Advisories to stay indoors, cooled and hydrated, have the advantage of being a low-cost alternative based on individual capacity to avoid death and illnesses from over-heating. The pandemic demonstrated clearly who could afford to stay locked-down for self-protection. Individualisation of climate risk disadvantages the least protected because it reduces social and economic and institutional contexts of inequalities. As Barnes (2016: 44) argues, evidence from political ecology and environmental justice shows that environmental risks, whether derived from climate or not, are distributed unequally among populations groups based on class, race, gender, and ethnicity.

CONCLUSION – REDUCTIVE KNOWLEDGE

While our belief in climate science looks set to grow as policy makers and governments start thinking in planetary scales, discussions about what is being lost and what is promoted, needs to centre the most disadvantaged. To the extent that disaster policy has moved beyond the inclusion of structural inequalities and social protection, towards surveillance, monitoring and warning, climate risks are transferred to those who are least able to shift their work preferences or purchase sustainable lifestyles. We conclude by emphasising that commodification of public information for individualisation of risk and consumption of healthy lifestyles or life choices have unwarranted consequence for the millions of excluded populations in countries like India, through entities that will profit from weather predictions and uncertainties, while risks would be borne by those who lack power and protection.
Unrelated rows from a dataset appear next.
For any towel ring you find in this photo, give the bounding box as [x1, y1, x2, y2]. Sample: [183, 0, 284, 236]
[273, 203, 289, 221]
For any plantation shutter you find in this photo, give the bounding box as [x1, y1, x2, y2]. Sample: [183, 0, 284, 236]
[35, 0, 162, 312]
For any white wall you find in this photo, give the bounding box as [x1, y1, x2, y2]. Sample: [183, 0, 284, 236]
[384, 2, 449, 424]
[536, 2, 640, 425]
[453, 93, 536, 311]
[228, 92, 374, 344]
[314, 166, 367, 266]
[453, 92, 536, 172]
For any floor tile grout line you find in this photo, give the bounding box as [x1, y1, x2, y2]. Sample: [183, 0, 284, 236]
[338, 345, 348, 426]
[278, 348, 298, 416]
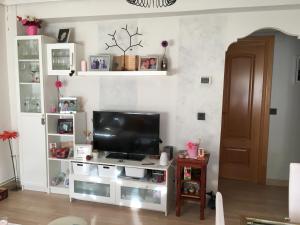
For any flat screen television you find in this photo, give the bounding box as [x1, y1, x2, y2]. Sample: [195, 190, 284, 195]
[93, 111, 160, 155]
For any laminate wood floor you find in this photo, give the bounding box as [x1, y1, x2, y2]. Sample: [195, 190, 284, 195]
[0, 180, 288, 225]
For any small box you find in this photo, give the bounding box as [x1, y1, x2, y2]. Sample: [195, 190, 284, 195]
[98, 165, 117, 177]
[0, 188, 8, 201]
[74, 145, 92, 160]
[125, 167, 147, 178]
[113, 55, 139, 71]
[73, 163, 98, 176]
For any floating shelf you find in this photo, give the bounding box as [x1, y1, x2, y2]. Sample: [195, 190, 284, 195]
[48, 157, 73, 162]
[48, 134, 74, 137]
[18, 59, 40, 62]
[77, 71, 168, 77]
[50, 184, 69, 195]
[20, 82, 41, 85]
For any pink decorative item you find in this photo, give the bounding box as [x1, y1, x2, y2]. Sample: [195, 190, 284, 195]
[26, 25, 38, 35]
[81, 60, 87, 72]
[17, 16, 42, 35]
[50, 105, 57, 113]
[186, 141, 198, 158]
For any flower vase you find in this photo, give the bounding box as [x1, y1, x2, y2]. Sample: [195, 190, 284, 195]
[26, 25, 38, 35]
[161, 56, 168, 71]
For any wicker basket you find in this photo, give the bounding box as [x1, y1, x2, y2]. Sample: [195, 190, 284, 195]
[0, 188, 8, 201]
[112, 55, 139, 71]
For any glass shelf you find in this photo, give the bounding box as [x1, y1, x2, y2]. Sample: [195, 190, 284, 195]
[19, 61, 40, 83]
[74, 180, 110, 198]
[121, 186, 161, 205]
[18, 39, 39, 60]
[51, 49, 71, 70]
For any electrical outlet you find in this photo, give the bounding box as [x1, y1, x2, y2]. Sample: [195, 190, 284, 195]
[201, 76, 211, 84]
[197, 113, 206, 120]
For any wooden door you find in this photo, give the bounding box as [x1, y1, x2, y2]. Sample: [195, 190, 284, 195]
[220, 37, 274, 183]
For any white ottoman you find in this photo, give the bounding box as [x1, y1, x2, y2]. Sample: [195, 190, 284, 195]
[48, 216, 88, 225]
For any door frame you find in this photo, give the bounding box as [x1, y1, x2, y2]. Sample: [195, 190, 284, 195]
[219, 35, 275, 185]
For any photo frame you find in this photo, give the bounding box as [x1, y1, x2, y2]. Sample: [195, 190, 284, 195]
[57, 119, 73, 134]
[59, 97, 79, 114]
[295, 55, 300, 84]
[89, 55, 111, 71]
[57, 28, 71, 43]
[139, 56, 159, 71]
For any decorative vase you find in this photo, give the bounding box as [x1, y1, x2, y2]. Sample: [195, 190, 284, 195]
[161, 57, 168, 71]
[26, 25, 39, 35]
[80, 60, 87, 72]
[187, 145, 198, 158]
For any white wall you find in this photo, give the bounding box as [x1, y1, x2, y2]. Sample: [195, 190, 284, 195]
[5, 1, 300, 190]
[267, 32, 300, 180]
[0, 5, 13, 184]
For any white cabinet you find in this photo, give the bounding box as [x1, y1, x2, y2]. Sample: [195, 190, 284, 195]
[70, 159, 175, 215]
[116, 180, 167, 211]
[45, 112, 86, 195]
[19, 115, 47, 192]
[16, 35, 55, 191]
[47, 43, 81, 76]
[70, 174, 115, 204]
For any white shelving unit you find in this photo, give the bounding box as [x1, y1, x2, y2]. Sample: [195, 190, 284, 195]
[77, 71, 168, 77]
[70, 155, 175, 216]
[16, 35, 56, 192]
[46, 112, 86, 195]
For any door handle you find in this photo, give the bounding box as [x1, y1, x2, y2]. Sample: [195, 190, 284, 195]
[41, 115, 46, 126]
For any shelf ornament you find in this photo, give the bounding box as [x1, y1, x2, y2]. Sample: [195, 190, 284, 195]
[0, 131, 21, 191]
[127, 0, 176, 8]
[17, 16, 42, 35]
[105, 25, 143, 71]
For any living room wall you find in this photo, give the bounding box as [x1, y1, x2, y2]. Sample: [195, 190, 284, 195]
[0, 5, 13, 184]
[5, 1, 300, 190]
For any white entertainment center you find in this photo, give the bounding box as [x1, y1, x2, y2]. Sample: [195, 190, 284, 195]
[70, 156, 174, 215]
[16, 35, 175, 215]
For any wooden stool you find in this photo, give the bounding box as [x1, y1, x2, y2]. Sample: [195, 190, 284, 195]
[176, 154, 209, 220]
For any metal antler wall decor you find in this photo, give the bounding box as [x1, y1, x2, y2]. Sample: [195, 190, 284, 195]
[105, 25, 143, 70]
[127, 0, 176, 8]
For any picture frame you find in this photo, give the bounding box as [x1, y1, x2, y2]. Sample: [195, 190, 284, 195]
[57, 28, 71, 43]
[89, 55, 111, 71]
[139, 56, 159, 71]
[59, 97, 79, 114]
[295, 55, 300, 84]
[57, 119, 73, 134]
[74, 144, 93, 160]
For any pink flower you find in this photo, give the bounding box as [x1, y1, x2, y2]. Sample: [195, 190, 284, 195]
[21, 19, 28, 25]
[186, 141, 197, 149]
[55, 80, 63, 89]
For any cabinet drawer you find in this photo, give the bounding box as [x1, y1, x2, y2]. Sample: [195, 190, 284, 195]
[70, 175, 115, 204]
[72, 163, 98, 176]
[98, 165, 116, 178]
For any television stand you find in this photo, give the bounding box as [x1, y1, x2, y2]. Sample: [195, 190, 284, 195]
[106, 152, 146, 161]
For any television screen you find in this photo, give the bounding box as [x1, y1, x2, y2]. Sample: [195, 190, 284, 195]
[93, 111, 160, 155]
It was not ‘heat’ that drove people to despair, the past two years. The context that makes it difficult to articulate social and economic disadvantage, emerges from the view that people are now ‘surplus relative to the needs of capital’ (Li 2017). As Richter (2016) argues, the elevation of the narrative of declension that ‘human beings are but agents of planetary destruction’ must be countered by a more enriched understanding about the relationship between humans and the natural world.  

Perhaps this is time to remember what the poet wrote about summer:

 

The flaming arrows of heat pierces my heart with thirst,

Sleepless nights, long days, no respite, I know.

In the dry branches of the tree, the tired dove sing, their sad tired songs.

But don’t fear, don’t fear, the sky is watching,

in the shape of storm, you will come, to breathe life into my heat-seared soul.

(Rabindranath Tagore – ‘Daruno Agibane Re’)[18]  (translation by author).

These memorable lines were composed when the warming of the planet was not a central concern. He asks us to not be afraid and we may hope that people still remember how to read the sky and the cycles of change for survival. Climate knowledge informs public policy that appears to be dissociating from public responsibility about entitlements, and protection of the least advantaged population groups. Such translations of climate science promote injustice not only because they hold all humans equally responsible for damaging the planet but because by dehumanising nature, they misunderstand nature and people who inhabit it.